Peace is a Bunch of Shit
Peace is a bunch of shit. Sure, it depends on your definition of peace. But, if it’s an absolute state of tranquility, then what is the difference between peace versus peace and quiet? This concept of peace reinforces the status quo, and people who point out injustice are too often seen as disturbers of the peace. I once worked at a place whose employees labelled me as “opinionated” for vocally supporting Black Lives Matter. At the same place, I tried to educate an American co-worker who doesn’t vote on the difference they could make. On one occasion, I said that a brown or black woman is more likely to be labelled as aggressive due to unconscious bias, and the awkward silence that ensued made me feel like I was being “too much”. This moment might have been the most ironic experience of my life; it was also the most frustrating. I was unable to leave this workplace for some time, so I shut up for the sake of peace. Me - the Māori activist artist, bowed down to social pressure to outwardly conform to more conventional ideals.

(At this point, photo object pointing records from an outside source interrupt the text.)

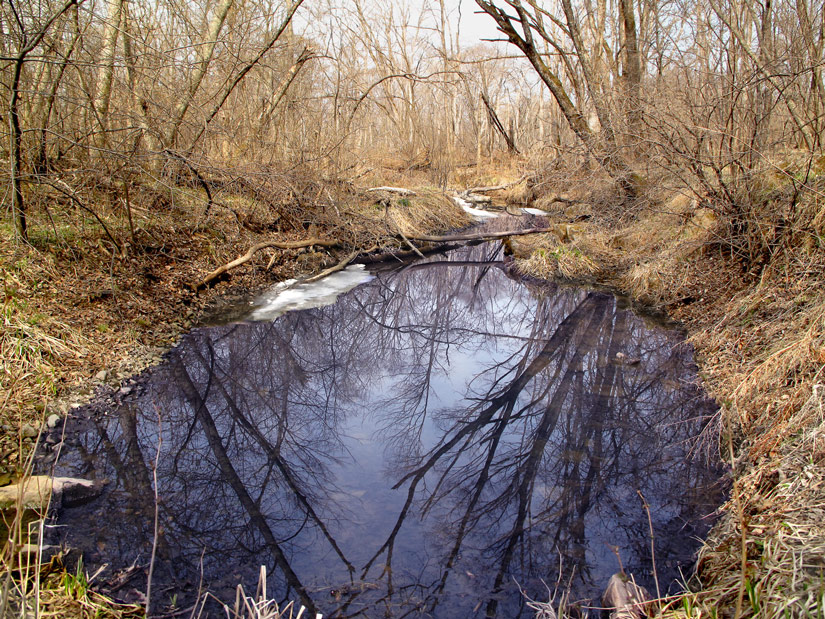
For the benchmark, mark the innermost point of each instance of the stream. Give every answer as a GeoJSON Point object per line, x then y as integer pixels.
{"type": "Point", "coordinates": [428, 440]}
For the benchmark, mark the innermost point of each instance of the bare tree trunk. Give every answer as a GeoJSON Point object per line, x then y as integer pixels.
{"type": "Point", "coordinates": [103, 92]}
{"type": "Point", "coordinates": [205, 52]}
{"type": "Point", "coordinates": [609, 158]}
{"type": "Point", "coordinates": [28, 44]}
{"type": "Point", "coordinates": [632, 66]}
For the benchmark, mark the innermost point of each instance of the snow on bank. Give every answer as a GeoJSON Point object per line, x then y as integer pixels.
{"type": "Point", "coordinates": [288, 296]}
{"type": "Point", "coordinates": [477, 213]}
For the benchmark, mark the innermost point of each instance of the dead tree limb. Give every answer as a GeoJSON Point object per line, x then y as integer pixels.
{"type": "Point", "coordinates": [496, 123]}
{"type": "Point", "coordinates": [493, 187]}
{"type": "Point", "coordinates": [401, 191]}
{"type": "Point", "coordinates": [258, 247]}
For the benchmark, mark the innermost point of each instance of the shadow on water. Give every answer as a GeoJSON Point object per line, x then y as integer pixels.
{"type": "Point", "coordinates": [436, 438]}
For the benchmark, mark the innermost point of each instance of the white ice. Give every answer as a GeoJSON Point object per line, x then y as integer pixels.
{"type": "Point", "coordinates": [288, 295]}
{"type": "Point", "coordinates": [477, 213]}
{"type": "Point", "coordinates": [534, 211]}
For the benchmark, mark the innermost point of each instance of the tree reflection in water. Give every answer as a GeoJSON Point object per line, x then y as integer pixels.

After making this pact with myself, I had to endure dinners with white employees saying that their black live-in servant is just like a part of the family (I sat in disbelief that they said the most stereotypical sentence people usually use to mock racists). At the same dinner, I even tolerated a non-white person laughing about homeless black people, defending themselves as a pragmatist. While a small part of me was proud of my patience, I mostly felt deeply ashamed at my peaceful behaviour. Feeling complicit in the maintenance of attitudes I strongly disagree with hacked away at my self-respect. Suffice to say, the length of my employment didn’t last much longer. A little voice inside me screamed, “Get the fuck out of there - peace is bullshit.”
“War and peace”, it’s a phrase so embedded in our cultural psyche that we assume we know what it means. But, what the fuck even is this supposed peace and what does it look like? Is it tranquility? After a bloody war people aren’t meditating en masse, revelling cross-legged in solipsistic nirvana. They’re engaged with the world, almost reckless, making love, their children are baby boomers, they’re kissing in the streets, they’re dancing, doing what the philosophers call “affirming life”. There is nothing wrong with mindfulness and stillness as a tool for awareness. But, the opposite of war isn’t peace - the opposite of war is a party. A party is disruptive, experimental and leads to new ideas. We embrace the ridiculous. What did they do when the Berlin wall fell? David Hasselhoff sang “I Been Talkin Bout Freedom” in a fairy light embossed leather jacket at the Brandenberg Gate. Berlin became the club mecca of the world.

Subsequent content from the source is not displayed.